Substring changes (JDK 1.7)

J

Jan Burse

Dear All,
Recent versions of the JDK do not reuse the backing char[].
The reason is that the offset and length fields have been
removed from String to save memory.

Did this affect some of your code?

Bye
 
J

Joshua Cranmer

Dear All,
Recent versions of the JDK do not reuse the backing char[].
The reason is that the offset and length fields have been
removed from String to save memory.

Did this affect some of your code?

Bye


Wrong on both counts.
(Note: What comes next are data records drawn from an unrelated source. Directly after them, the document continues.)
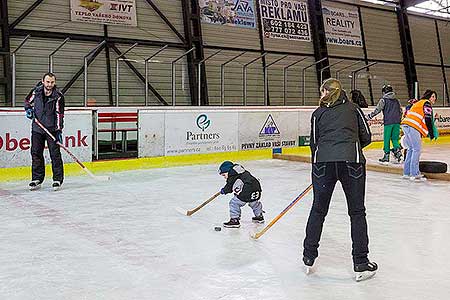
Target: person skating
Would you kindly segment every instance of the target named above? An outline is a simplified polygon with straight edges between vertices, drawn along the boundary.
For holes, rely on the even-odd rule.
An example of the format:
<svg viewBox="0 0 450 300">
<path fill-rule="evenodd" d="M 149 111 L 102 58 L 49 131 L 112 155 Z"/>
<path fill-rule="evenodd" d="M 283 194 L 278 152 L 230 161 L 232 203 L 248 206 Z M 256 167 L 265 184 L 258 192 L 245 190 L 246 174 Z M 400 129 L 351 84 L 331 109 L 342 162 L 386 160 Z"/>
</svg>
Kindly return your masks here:
<svg viewBox="0 0 450 300">
<path fill-rule="evenodd" d="M 264 223 L 263 207 L 261 201 L 261 184 L 243 166 L 231 161 L 224 161 L 219 167 L 219 174 L 226 180 L 226 185 L 220 190 L 225 195 L 233 193 L 230 207 L 230 221 L 223 223 L 227 228 L 239 228 L 241 218 L 241 207 L 248 204 L 254 213 L 252 221 Z"/>
<path fill-rule="evenodd" d="M 31 126 L 31 182 L 30 190 L 41 187 L 45 178 L 44 147 L 47 141 L 50 158 L 52 161 L 54 190 L 58 190 L 64 181 L 64 164 L 58 144 L 34 119 L 46 127 L 50 133 L 62 143 L 62 130 L 64 127 L 64 95 L 56 87 L 56 77 L 52 73 L 46 73 L 26 96 L 24 101 L 26 117 L 32 120 Z"/>
<path fill-rule="evenodd" d="M 412 181 L 426 180 L 420 174 L 419 159 L 422 151 L 422 137 L 428 136 L 430 140 L 437 139 L 439 132 L 433 120 L 433 104 L 436 102 L 435 91 L 426 90 L 421 100 L 415 102 L 402 120 L 402 130 L 405 134 L 404 143 L 408 146 L 403 178 Z"/>
<path fill-rule="evenodd" d="M 330 78 L 320 87 L 319 108 L 311 117 L 313 204 L 303 241 L 307 271 L 318 257 L 323 223 L 337 181 L 347 199 L 351 223 L 353 269 L 356 280 L 373 276 L 378 269 L 368 259 L 366 160 L 362 149 L 370 144 L 369 125 L 359 107 L 351 103 L 339 80 Z"/>
<path fill-rule="evenodd" d="M 367 115 L 370 120 L 383 112 L 383 151 L 384 156 L 379 159 L 381 163 L 389 163 L 390 152 L 394 154 L 397 163 L 402 161 L 402 151 L 399 143 L 400 121 L 402 119 L 402 108 L 400 101 L 396 98 L 394 90 L 390 85 L 384 85 L 381 89 L 383 94 L 375 110 Z M 392 142 L 392 149 L 391 149 Z"/>
</svg>

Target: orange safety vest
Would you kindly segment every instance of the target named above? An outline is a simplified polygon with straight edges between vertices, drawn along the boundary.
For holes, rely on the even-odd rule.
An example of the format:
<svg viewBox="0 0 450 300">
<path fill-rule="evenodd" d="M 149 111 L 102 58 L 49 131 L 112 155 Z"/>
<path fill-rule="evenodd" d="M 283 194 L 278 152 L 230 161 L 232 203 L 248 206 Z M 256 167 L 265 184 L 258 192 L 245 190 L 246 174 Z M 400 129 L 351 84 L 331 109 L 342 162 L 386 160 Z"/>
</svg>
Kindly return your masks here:
<svg viewBox="0 0 450 300">
<path fill-rule="evenodd" d="M 428 127 L 425 123 L 425 114 L 423 106 L 427 99 L 422 99 L 411 106 L 402 120 L 402 125 L 409 125 L 422 134 L 423 137 L 428 135 Z"/>
</svg>

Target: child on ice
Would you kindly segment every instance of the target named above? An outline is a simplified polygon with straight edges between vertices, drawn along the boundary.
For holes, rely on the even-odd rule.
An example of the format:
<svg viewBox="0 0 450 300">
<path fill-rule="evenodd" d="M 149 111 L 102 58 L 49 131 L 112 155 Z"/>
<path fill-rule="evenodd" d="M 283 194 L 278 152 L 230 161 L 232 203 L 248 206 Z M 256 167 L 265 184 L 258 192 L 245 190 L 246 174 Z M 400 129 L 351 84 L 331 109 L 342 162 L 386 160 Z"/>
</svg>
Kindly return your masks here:
<svg viewBox="0 0 450 300">
<path fill-rule="evenodd" d="M 261 185 L 255 177 L 239 164 L 224 161 L 219 167 L 219 174 L 227 181 L 220 190 L 222 195 L 234 193 L 230 200 L 230 221 L 223 223 L 227 228 L 239 228 L 241 218 L 241 207 L 248 204 L 255 216 L 252 221 L 264 223 L 263 208 L 259 201 L 261 198 Z"/>
</svg>

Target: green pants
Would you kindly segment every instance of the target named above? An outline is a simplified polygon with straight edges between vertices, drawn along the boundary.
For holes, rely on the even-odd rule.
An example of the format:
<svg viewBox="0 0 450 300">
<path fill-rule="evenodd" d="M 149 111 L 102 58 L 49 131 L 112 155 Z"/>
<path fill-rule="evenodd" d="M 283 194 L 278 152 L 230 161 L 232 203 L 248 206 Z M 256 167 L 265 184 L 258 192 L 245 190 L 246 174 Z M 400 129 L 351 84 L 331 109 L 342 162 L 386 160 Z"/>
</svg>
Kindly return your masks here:
<svg viewBox="0 0 450 300">
<path fill-rule="evenodd" d="M 391 152 L 391 141 L 394 150 L 400 148 L 398 140 L 400 139 L 400 124 L 384 125 L 384 153 Z"/>
</svg>

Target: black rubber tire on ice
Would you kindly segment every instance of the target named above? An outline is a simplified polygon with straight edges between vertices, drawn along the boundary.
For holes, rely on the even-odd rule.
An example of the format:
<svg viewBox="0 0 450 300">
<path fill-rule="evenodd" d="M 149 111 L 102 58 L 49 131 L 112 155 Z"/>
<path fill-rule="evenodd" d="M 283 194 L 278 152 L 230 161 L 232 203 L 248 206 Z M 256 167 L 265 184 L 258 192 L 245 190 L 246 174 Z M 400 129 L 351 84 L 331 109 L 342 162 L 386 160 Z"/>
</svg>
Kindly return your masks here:
<svg viewBox="0 0 450 300">
<path fill-rule="evenodd" d="M 419 170 L 423 173 L 447 173 L 447 164 L 440 161 L 420 161 Z"/>
</svg>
Where did you read this nonsense?

<http://hg.openjdk.java.net/jdk7/jdk7-gate/jdk/file/tip/src/share/classes/java/lang/String.java>

<http://hg.openjdk.java.net/jdk8/jdk8-gate/jdk/rev/2c773daa825d>
suggests differently...
 
L

Lars Enderin

2013-01-10 18:22, markspace skrev:
That's 8, not 7. If you're going to ask about JDK 8, don't put "JDK
1.7" in your subject title.
The only question was in the OP. Jan Burse set the title, not Joshua.
 
J

Jan Burse

Jan said:
Dear All,
Recent versions of the JDK do not reuse the backing char[].
The reason is that the offset and length fields have been
removed from String to save memory.

Did this affect some of your code?

Bye

Its from JDK 1.7 Update 10

Look see:

C:\Users\Jan Burse>java -version
java version "1.7.0_10"
Java(TM) SE Runtime Environment (build 1.7.0_10-b18)
Java HotSpot(TM) 64-Bit Server VM (build 23.6-b04, mixed mode)

rt.jar:

public final class String
implements java.io.Serializable, Comparable<String>, CharSequence {
/** The value is used for character storage. */
private final char value[];

/** Cache the hash code for the string */
private int hash; // Default to 0

/** use serialVersionUID from JDK 1.0.2 for interoperability */
private static final long serialVersionUID = -6849794470754667710L;

-- and --

public String substring(int beginIndex, int endIndex) {
if (beginIndex < 0) {
throw new StringIndexOutOfBoundsException(beginIndex);
}
if (endIndex > value.length) {
throw new StringIndexOutOfBoundsException(endIndex);
}
int subLen = endIndex - beginIndex;
if (subLen < 0) {
throw new StringIndexOutOfBoundsException(subLen);
}
return ((beginIndex == 0) && (endIndex == value.length)) ? this
: new String(value, beginIndex, subLen);
}

-- and --

public String(char value[], int offset, int count) {
if (offset < 0) {
throw new StringIndexOutOfBoundsException(offset);
}
if (count < 0) {
throw new StringIndexOutOfBoundsException(count);
}
// Note: offset or count might be near -1>>>1.
if (offset > value.length - count) {
throw new StringIndexOutOfBoundsException(offset + count);
}
this.value = Arrays.copyOfRange(value, offset, offset+count);
}
 
J

Jan Burse

Hi,

It was originally observed in a Scala newsgroup:

why is String grouped() so slow?
https://groups.google.com/forum/?fromgroups=#!topic/scala-user/D1qmblInfyg

Bye

Jan said:
Jan said:
Dear All,
Recent versions of the JDK do not reuse the backing char[].
The reason is that the offset and length fields have been
removed from String to save memory.

Did this affect some of your code?

Bye

Its from JDK 1.7 Update 10

Look see:

C:\Users\Jan Burse>java -version
java version "1.7.0_10"
Java(TM) SE Runtime Environment (build 1.7.0_10-b18)
Java HotSpot(TM) 64-Bit Server VM (build 23.6-b04, mixed mode)

rt.jar:
 
R

Roedy Green

Did this affect some of your code?

If this change happens, you would no longer consider using new String(
String) to unencumber a substring.

You no longer have to worry a about a tiny substring holding a meg+
sized base string around in memory.
 
R

Robert Klemme

If this change happens, you would no longer consider using new String(
String) to unencumber a substring.

You no longer have to worry a about a tiny substring holding a meg+
sized base string around in memory.

Instead you have to worry about tons of substrings drawn from the same
input String to occupy a lot more memory and slowing down GC. Trade
offs, trade offs...

Cheers

robert
 
R

Roedy Green

Instead you have to worry about tons of substrings drawn from the same
input String to occupy a lot more memory and slowing down GC. Trade
offs, trade offs...

I wonder if it could work like this.

Perhaps GC could notice a giant string encumbered by a few small
strings, and could do a new String for you and gc the base string.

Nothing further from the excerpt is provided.